The Lone Ranger and Tonto went camping in the desert. After they got their tent all set up, both men fell sound asleep.
Some hours later, Tonto wakes the Lone Ranger and says, "Kemo Sabe, look towards sky, what you see?"

The Lone Ranger replies, "I see millions of stars."
"What that tell you?" asked Tonto.

"The Lone Ranger ponders for a minute then says, 'Astronomically speaking, it tells me there are millions of galaxies and potentially billions of planets."

"Astrologically, it tells me that Saturn is in Leo."

"Time wise, it appears to be approximately a quarter past three in the morning."

"Theologically, the Lord is all-powerful and we are small and insignificant."

"Meteorologically, it seems we will have a beautiful day tomorrow. "

"What's it tell you, Tonto?"

"You dumber than buffalo poop!"

"It means someone stole the tent."
 
Great story, the following is my favorite

One day Lone Ranger and his side kick Tonto were out riding when Lone Ranger had to take a leak. So Lone Ranger goes over to the bush pulls down his pants and then he screams.
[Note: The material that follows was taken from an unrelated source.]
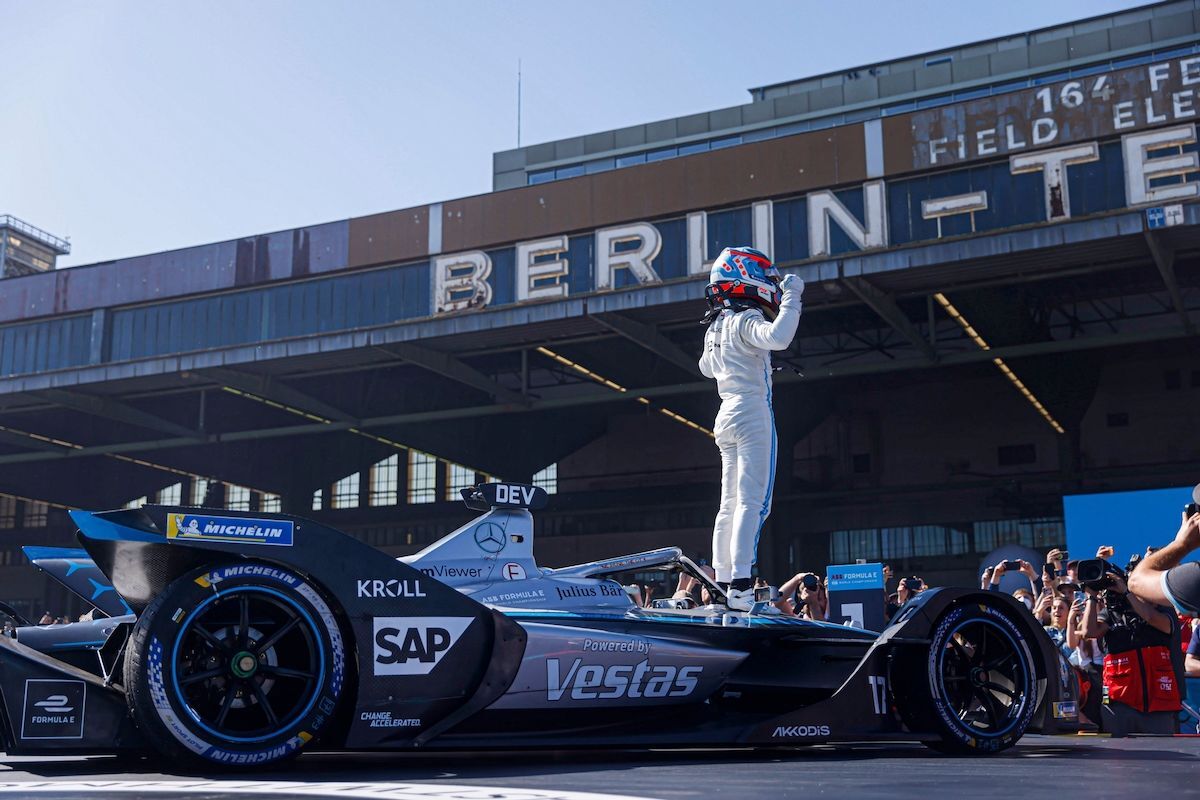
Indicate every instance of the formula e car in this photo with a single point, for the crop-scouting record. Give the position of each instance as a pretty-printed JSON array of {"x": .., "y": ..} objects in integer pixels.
[{"x": 243, "y": 638}]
He runs over to Tonto and says, "Tonto I've been bitten by a snake on my privates go to town and ask the doctor what to do."

So Tonto rides to town and goes to the doctor and says "Doctor, Lone Ranger has been bit by a snake what do I do?"

The doctor looks at Tonto and says, "You take a knife and make an x on the spot where he was bit, then you suck out the venom."

Tonto thanks the doctor and rides back to Lone Ranger and Lone Ranger asks "What did the doctor say?"

Tonto looks at Lone Ranger and says "Doctor say you gonna die!"